Author(s): Mihaly Csikszentmihalyi

Psychologist Mihaly Csikszentmihalyi's famous investigations of optimal experience have revealed that what makes an experience genuinely satisfying is a state of consciousness called flow. During flow, people typically experience deep enjoyment, creativity, and a total involvement with life. In this new edition of his groundbreaking classic work, Csikszentmihalyi demonstrates the ways this positive state can be controlled, not just left to chance. Flow: The Psychology of Optimal Experience teaches how, by ordering the information that enters our consciousness, we can discover true happiness and greatly improve the quality of our lives.

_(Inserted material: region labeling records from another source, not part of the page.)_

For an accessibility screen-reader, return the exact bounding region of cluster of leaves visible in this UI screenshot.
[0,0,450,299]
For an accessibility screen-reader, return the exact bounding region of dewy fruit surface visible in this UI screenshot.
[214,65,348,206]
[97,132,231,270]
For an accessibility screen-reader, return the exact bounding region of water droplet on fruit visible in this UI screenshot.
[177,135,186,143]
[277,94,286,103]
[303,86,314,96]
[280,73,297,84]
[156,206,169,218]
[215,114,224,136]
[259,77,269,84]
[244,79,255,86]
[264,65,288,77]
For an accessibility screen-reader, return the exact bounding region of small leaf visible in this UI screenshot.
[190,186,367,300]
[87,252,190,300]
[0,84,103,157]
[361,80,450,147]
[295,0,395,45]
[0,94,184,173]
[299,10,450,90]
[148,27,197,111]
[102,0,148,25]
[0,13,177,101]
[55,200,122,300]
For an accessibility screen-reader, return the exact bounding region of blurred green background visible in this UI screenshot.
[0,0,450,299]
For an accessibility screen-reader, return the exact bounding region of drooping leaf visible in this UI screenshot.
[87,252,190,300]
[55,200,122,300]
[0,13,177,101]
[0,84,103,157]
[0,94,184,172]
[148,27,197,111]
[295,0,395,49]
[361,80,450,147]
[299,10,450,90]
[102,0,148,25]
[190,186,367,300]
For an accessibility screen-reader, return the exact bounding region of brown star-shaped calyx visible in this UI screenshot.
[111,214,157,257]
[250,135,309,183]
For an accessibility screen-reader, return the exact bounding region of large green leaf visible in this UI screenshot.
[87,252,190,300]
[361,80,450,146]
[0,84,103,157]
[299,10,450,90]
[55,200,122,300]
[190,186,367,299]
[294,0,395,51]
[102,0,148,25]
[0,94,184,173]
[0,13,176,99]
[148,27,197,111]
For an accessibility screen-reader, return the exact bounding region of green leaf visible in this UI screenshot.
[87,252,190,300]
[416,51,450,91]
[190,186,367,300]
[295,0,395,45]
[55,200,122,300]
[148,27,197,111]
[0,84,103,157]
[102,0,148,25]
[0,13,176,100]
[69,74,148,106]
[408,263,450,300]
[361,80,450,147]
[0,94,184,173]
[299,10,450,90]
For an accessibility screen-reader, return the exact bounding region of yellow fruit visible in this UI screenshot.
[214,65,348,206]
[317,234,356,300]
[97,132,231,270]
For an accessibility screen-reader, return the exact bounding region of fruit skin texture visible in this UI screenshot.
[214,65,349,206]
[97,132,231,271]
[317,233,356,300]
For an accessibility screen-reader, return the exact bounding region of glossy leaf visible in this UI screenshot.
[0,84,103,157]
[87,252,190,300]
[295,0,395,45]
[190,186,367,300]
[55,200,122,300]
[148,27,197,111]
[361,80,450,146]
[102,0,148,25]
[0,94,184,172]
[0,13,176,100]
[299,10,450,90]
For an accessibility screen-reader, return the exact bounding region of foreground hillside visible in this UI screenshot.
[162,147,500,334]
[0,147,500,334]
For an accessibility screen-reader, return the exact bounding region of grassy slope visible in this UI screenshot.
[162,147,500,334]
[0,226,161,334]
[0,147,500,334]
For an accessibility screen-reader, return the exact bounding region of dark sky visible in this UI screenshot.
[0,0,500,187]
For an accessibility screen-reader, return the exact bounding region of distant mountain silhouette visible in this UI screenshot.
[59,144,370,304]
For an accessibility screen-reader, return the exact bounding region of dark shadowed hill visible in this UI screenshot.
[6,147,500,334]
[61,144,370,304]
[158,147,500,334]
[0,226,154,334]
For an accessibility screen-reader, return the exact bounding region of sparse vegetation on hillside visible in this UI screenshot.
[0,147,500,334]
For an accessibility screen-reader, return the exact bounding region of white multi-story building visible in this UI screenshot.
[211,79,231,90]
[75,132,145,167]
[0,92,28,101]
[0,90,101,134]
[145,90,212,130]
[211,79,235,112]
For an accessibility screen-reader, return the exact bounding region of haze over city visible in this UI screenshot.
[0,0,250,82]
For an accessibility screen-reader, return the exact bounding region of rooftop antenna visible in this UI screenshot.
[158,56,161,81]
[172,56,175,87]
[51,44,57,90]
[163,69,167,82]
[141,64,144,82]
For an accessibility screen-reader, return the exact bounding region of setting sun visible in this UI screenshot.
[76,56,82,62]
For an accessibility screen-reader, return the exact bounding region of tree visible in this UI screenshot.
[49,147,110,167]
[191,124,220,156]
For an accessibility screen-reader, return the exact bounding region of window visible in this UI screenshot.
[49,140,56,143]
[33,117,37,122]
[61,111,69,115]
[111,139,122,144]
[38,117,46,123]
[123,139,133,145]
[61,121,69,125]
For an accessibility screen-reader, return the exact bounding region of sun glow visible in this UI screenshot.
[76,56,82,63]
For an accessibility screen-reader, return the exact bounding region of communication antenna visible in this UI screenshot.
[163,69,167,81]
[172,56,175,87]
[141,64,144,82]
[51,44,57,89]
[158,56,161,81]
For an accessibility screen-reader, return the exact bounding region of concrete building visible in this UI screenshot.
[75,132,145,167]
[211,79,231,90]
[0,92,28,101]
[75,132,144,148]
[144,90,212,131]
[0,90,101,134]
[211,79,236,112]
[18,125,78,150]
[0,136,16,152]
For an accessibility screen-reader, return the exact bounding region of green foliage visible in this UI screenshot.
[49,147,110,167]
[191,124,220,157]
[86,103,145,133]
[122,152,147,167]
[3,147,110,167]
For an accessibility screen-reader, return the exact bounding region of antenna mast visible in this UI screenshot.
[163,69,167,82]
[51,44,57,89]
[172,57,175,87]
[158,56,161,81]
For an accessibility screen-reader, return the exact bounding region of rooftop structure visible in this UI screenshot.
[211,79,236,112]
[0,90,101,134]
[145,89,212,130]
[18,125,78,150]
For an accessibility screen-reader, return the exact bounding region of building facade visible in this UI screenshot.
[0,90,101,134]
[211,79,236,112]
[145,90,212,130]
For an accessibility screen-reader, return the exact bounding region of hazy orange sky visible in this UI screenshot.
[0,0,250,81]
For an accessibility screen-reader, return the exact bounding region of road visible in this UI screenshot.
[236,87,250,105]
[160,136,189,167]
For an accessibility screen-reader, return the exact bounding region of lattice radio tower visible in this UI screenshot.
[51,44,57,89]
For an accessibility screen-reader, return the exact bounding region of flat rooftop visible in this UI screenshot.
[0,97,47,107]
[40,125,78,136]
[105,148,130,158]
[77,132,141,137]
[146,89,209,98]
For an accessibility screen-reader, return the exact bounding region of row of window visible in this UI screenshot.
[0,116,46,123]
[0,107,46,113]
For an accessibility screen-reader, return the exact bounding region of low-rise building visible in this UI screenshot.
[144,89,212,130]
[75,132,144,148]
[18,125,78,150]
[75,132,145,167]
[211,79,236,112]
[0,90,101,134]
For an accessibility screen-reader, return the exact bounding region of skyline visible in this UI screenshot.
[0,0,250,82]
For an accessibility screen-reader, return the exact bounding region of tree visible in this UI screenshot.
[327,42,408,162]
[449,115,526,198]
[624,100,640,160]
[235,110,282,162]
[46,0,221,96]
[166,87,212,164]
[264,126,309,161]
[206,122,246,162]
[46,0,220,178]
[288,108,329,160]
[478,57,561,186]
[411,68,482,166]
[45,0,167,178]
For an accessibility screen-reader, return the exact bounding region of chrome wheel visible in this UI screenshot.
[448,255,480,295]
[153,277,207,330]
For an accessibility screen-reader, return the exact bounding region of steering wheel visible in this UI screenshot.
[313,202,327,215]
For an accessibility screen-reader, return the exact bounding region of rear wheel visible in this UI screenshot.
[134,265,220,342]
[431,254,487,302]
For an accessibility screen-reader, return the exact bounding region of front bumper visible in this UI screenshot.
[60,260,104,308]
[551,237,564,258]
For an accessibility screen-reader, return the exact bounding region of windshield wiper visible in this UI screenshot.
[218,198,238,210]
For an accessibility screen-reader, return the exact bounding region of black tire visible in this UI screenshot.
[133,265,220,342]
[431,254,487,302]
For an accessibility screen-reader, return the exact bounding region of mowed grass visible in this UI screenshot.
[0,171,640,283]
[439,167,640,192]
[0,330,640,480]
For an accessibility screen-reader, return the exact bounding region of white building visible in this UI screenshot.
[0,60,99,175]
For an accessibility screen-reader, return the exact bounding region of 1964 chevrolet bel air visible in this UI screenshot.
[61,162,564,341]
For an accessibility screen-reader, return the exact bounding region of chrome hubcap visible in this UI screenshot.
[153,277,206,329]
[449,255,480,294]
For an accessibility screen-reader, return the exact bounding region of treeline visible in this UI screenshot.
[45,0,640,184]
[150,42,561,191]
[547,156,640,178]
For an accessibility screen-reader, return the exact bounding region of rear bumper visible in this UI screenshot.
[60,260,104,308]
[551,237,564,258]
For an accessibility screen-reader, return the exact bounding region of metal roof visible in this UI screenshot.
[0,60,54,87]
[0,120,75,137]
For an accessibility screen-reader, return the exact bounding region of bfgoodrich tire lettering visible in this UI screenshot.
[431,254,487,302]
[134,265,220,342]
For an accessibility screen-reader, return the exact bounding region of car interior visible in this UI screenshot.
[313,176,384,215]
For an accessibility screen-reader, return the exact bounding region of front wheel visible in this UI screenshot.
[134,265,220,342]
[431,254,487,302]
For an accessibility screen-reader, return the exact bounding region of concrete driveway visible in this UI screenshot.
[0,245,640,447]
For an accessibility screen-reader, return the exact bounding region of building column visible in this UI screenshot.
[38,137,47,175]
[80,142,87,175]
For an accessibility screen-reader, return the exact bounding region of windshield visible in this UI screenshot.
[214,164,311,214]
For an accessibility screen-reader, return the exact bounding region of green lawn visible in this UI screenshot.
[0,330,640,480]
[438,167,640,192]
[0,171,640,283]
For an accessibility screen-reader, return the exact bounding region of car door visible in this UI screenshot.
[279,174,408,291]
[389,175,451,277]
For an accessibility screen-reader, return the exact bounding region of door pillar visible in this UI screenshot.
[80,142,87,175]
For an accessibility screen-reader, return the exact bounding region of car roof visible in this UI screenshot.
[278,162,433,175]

"Csikszentmihalyi’s classic text on the psychology of “flow” is essential reading for educators.  Per Csikszentmihalyi, we are in flow when we perceive our skills match our challenges.  He makes it clear that a sense of anxiety is normal when we sense a challenge is too great for our skill set (such as when first learning the piano or tennis or starting out as a PGY-2 neurology resident), but that, with patience, persistence, and guidance from instructors, we will inevitably achieve a state of satisfaction and contentment called flow.".

David Lee Gordon, MD
Professor & Chair
The University of Oklahoma Health Sciences Center

The 7 Habits of Highly Effective People: Powerful Lessons in Personal Change

Author(s): Stephen R. Covey

The 7 Habits of Highly Effective People, first published in 1989, is a business and self-help book written by Stephen R. Covey. Covey presents an approach to being effective in attaining goals by aligning oneself to what he calls "true north" principles based on a character ethic that he presents as universal and timeless.

Covey defines effectiveness as the balance of obtaining desirable results with caring for that which produces those results. He illustrates this by referring to the fable of the goose that laid the golden eggs. He further claims that effectiveness can be expressed in terms of the P/PC ratio, where P refers to getting desired results and PC is caring for that which produces the results.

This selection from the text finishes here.